3. Umbruch 4.4..2005 - Online Pot

96 J. Fernández-Ruiz et al.
Cannabinoids have been recently proposed as candidates for both symptom
relief and slowing of degeneration (see [171] for review).
The evidence relating cannabinoids to AD is relatively recent and has been
obtained from either biochemical or pharmacological studies. Thus, Westlake
et al. [172] reported a decrease of CB 1 receptor gene expression in AD postmortem
tissues, in particular in the basal ganglia, but which could not be attributable
to the pathologic process. Thus, while CB 1 receptor protein levels
remained unchanged, CB 1 mRNA exhibited a reduction that, as the authors
argued in their study, was probably parallel to the neuronal loss that accompanies
the progression of the disease. Studies conducted in aged rats have provided
similar findings [173]. More recently, Benito et al. [18] reported that
CB 1 receptor levels were unaltered in brain regions affected by Aβ deposits. In
this immunohistochemical study, a slight decrease in the staining intensity of
the samples was observed, but CB 1 receptor protein distribution was basically
the same as in control cases.
In contrast with the lack of changes in CB 1 receptors, the analysis in postmortem
tissues from AD patients revealed that CB 2 receptors are selectively
overexpressed in the microglial cells that are associated with Aβ-enriched neuritic
plaques [18]. This selectivity is especially striking, as parenquimal (silent)

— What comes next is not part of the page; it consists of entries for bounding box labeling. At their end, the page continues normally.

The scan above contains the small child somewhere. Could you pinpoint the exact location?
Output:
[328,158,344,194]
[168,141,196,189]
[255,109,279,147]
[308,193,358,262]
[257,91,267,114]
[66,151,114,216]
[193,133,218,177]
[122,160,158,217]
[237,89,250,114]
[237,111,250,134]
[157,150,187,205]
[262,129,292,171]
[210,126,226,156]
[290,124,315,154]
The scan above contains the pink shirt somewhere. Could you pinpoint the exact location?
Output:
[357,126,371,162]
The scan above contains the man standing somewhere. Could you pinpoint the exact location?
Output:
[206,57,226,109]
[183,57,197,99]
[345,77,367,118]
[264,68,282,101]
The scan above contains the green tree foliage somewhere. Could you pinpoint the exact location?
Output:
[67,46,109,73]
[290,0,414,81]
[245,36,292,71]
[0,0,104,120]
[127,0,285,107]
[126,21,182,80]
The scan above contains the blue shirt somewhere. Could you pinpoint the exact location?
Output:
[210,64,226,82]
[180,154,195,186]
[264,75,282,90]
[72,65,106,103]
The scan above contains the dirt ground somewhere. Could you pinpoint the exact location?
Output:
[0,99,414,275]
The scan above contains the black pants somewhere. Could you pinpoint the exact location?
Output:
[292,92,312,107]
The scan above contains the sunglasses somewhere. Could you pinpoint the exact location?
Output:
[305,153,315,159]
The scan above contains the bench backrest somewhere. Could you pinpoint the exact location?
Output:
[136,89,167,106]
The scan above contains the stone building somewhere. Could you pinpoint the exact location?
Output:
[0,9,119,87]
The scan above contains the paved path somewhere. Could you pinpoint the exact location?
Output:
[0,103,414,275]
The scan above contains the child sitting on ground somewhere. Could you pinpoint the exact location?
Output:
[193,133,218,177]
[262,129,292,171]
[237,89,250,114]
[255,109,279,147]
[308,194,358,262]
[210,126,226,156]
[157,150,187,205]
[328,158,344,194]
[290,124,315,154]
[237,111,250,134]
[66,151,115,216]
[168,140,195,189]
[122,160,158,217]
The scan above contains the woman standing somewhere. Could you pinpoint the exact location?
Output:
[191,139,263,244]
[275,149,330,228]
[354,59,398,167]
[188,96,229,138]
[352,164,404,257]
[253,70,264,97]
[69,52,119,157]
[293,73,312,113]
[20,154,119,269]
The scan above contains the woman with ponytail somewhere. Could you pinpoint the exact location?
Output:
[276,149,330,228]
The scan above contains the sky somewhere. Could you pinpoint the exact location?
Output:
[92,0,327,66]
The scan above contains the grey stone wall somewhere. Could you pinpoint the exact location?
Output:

microglia seem not to express CB 2 receptors. Recent data [90] indicate that
CB 2 receptors may be also expressed by a limited population of microglial cells
in the healthy brain, i.e. perivascular microglial cells, which play a pivotal role
in infectious processes affecting the CNS [174]. It may be hypothesized that
the induction of CB 2 receptors in microglial cells surrounding neuritic plaques
in AD may be part of an anti-inflammatory response of the CNS in order to
protect neurons from degeneration. In addition, FAAH expression and enzymatic
activity are increased in neuritic plaques from AD tissue samples; in particular,
FAAH seems to be abundantly expressed by plaque-associated astroglia
[18]. These results suggest that FAAH may participate in the important role
that astrocytes play in the gliotic response to Aβ deposition [118].
Despite the observation of changes in specific elements of the endocannabinoid
system, in particular CB 2 receptors, during the pathogenesis in
AD, only few preclinical or clinical data exist regarding the potential therapeutic
usefulness of cannabinoids in this disease. A part of these studies deals
with the treatment of specific symptoms, as revealed by the clinical study of
Volicer et al. [126], who demonstrated a beneficial effect of dronabinol
(∆ 9 -THC in oil solution for oral administration) by stimulating appetite and
improving disturbed behavior in AD patients. In addition, the abundance of
CB 1 receptors in the hippocampus and the parahippocampal and enthorinal
cortices, as well as their involvement in the control of cholinergic activity, suggests
an additional usefulness of cannabinoid-based compounds in memory
deficits typical of these patients. In this sense, cannabinoid receptor agonists
impair memory processing and cognition [175], whereas CB 1 receptor blockade
with SR-141716 improves memory deficits in mice administered with Aβ,
presumably by an increase in hippocampal acetylcholine levels [133].